In het tijdschrift Economisch Statistische Berichten staat een artikel over de minder dan verwachte stijging van de belastinginkomsten uit de erfbelasting na een herziening van de Successiewet 1956 in 2010. De Staatssecretaris van Financiën – Fiscaliteit en Belastingdienst, vindt het moeilijk een verklaring hiervoor te geven. Dat blijkt uit zijn reactie op een verzoek van de Vaste commissie voor Financiën van de Tweede Kamer.

Het artikel beschrijft de resultaten van een analyse door de auteurs naar belastinginkomsten uit de erfbelasting over de periode 2007-2020. De auteurs schrijven dat de inkomsten uit de erfbelasting niet zo sterk zijn gestegen als in 2006 door één van hen werd verwacht. Op grond van door hen aangegeven ontwikkelingen verwachtten de auteurs dat de gemiddelde nalatenschap en daarmee de inkomsten uit de erfbelasting over de periode 2007 tot en met 2020 zouden gaan stijgen. De auteurs schrijven dit verschil toe aan de herziening van schenk- en erfbelasting per 2010.

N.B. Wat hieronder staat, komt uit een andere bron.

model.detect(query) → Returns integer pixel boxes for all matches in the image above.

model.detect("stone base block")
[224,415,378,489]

Volgens de staatssecretaris is de mate waarin de herziening van de schenk- en erfbelasting in 2010 aan dit verschil feitelijk heeft bijgedragen echter moeilijk – zo niet onmogelijk – eenduidig vast te stellen.

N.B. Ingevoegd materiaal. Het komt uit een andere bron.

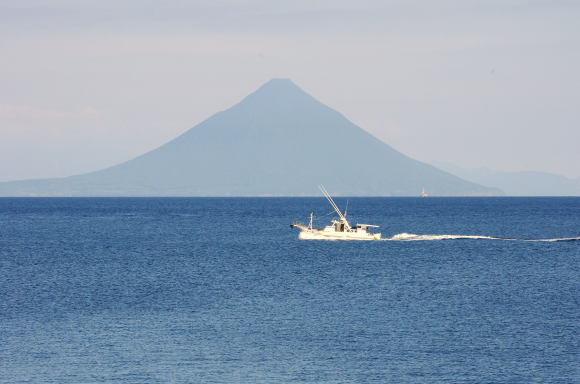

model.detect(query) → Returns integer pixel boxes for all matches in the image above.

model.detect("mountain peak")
[0,79,501,196]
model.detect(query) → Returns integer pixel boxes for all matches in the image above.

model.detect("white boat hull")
[294,225,381,240]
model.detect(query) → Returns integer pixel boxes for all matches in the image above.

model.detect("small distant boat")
[290,185,381,240]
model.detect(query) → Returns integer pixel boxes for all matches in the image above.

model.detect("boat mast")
[318,185,350,229]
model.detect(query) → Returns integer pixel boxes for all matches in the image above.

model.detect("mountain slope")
[0,79,502,196]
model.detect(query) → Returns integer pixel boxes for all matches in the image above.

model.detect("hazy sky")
[0,0,580,177]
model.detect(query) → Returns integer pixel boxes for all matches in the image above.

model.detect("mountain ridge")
[0,79,503,196]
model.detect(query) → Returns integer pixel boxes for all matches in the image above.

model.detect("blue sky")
[0,0,580,177]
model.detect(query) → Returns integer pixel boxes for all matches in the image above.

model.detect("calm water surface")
[0,197,580,383]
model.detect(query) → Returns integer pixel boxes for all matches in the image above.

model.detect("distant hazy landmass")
[429,161,580,196]
[0,143,137,182]
[0,79,503,196]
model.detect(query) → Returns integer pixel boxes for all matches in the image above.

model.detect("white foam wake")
[382,233,580,242]
[383,233,498,241]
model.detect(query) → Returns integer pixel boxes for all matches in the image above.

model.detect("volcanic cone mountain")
[0,79,503,196]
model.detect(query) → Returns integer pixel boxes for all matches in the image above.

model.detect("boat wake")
[381,233,580,242]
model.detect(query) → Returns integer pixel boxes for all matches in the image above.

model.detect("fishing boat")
[290,185,381,240]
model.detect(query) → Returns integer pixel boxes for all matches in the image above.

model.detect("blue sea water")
[0,197,580,383]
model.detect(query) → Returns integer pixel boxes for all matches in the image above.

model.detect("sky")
[0,0,580,181]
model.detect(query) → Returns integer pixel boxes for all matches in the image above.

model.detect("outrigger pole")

De auteurs schrijven de stijging van de omvang van het aantal onbelaste nalatenschappen en de afname van belastinginkomsten over belaste nalatenschappen na 2009 toe aan drie ontwikkelingen: (1) de verhoging van de vrijstelling voor met name kinderen en de tariefreducties bij de herziening in 2010, (2) de stijging in het gebruik van de verruimde BOR, en (3) een mogelijke toename in belastingontwijking.

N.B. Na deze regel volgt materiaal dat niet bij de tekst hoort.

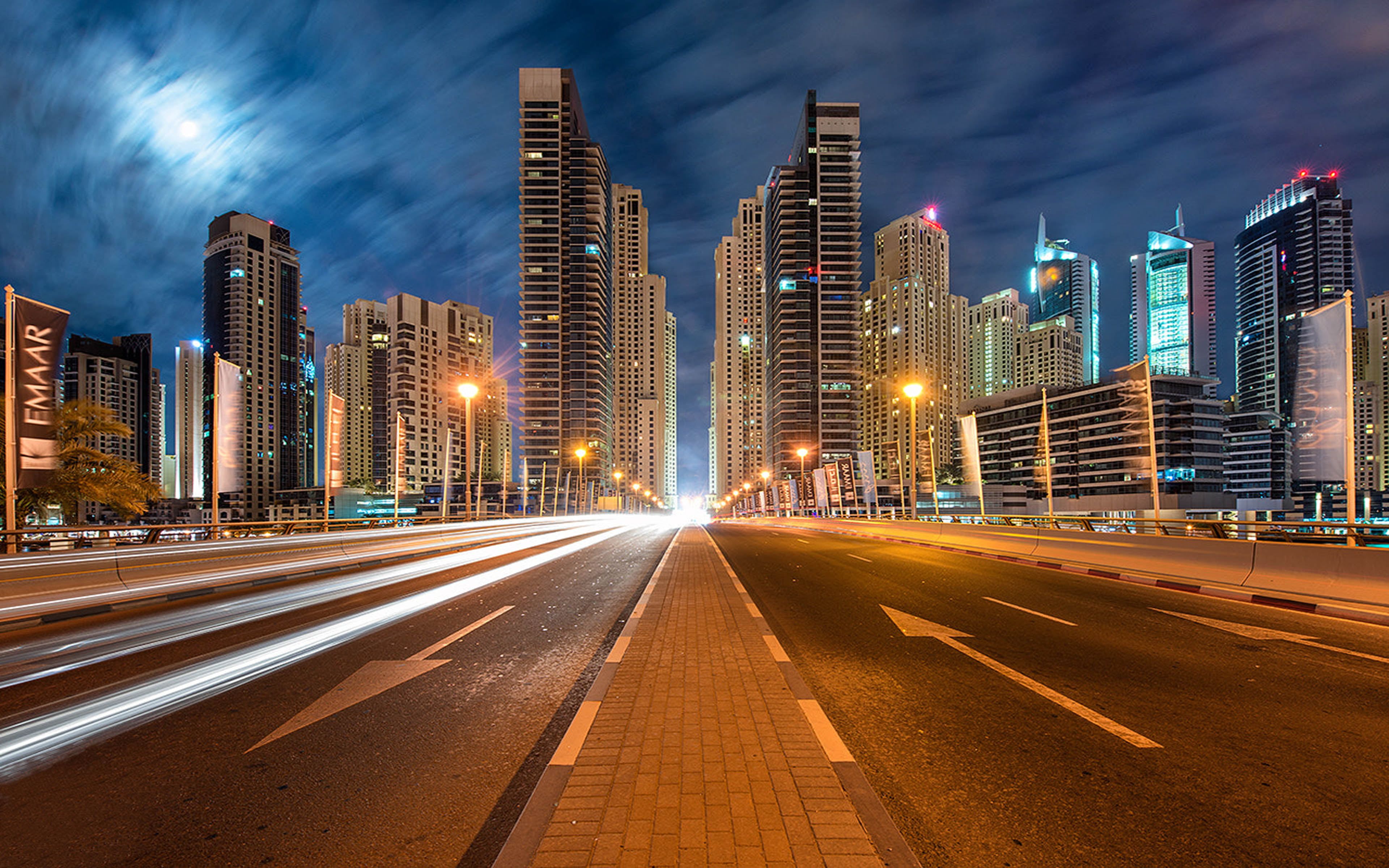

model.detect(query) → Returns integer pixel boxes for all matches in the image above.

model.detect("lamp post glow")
[574,446,589,512]
[901,383,935,521]
[458,383,478,519]
[796,446,810,515]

In het artikel leggen de auteurs onder andere een relatie met een toename in ontwijkmogelijkheden. Volgens hen is de aanpak van constructies en afgezonderde particuliere vermogens (apv’s) in de erf- en schenkbelasting weinig effectief gebleken. Volgens de bewindsman zorgen datagebreken in schenk- en erfaangiftedata er echter voor dat de effectiviteit van de aanpak van apv’s lastig bezien kan worden. De gevolgen van de herziening van de Successiewet 2010 zijn niet exact te meten. Al met al is het methodologisch niet eenvoudig – zelfs wanneer deze databeperkingen niet zouden spelen – om een accuraat beeld te vormen van de effecten van een beleidswijziging zoals de herziening in 2010. Feitelijk zou men de situatie zonder de herziening in de erfbelasting willen vergelijken met de situatie met de herziening.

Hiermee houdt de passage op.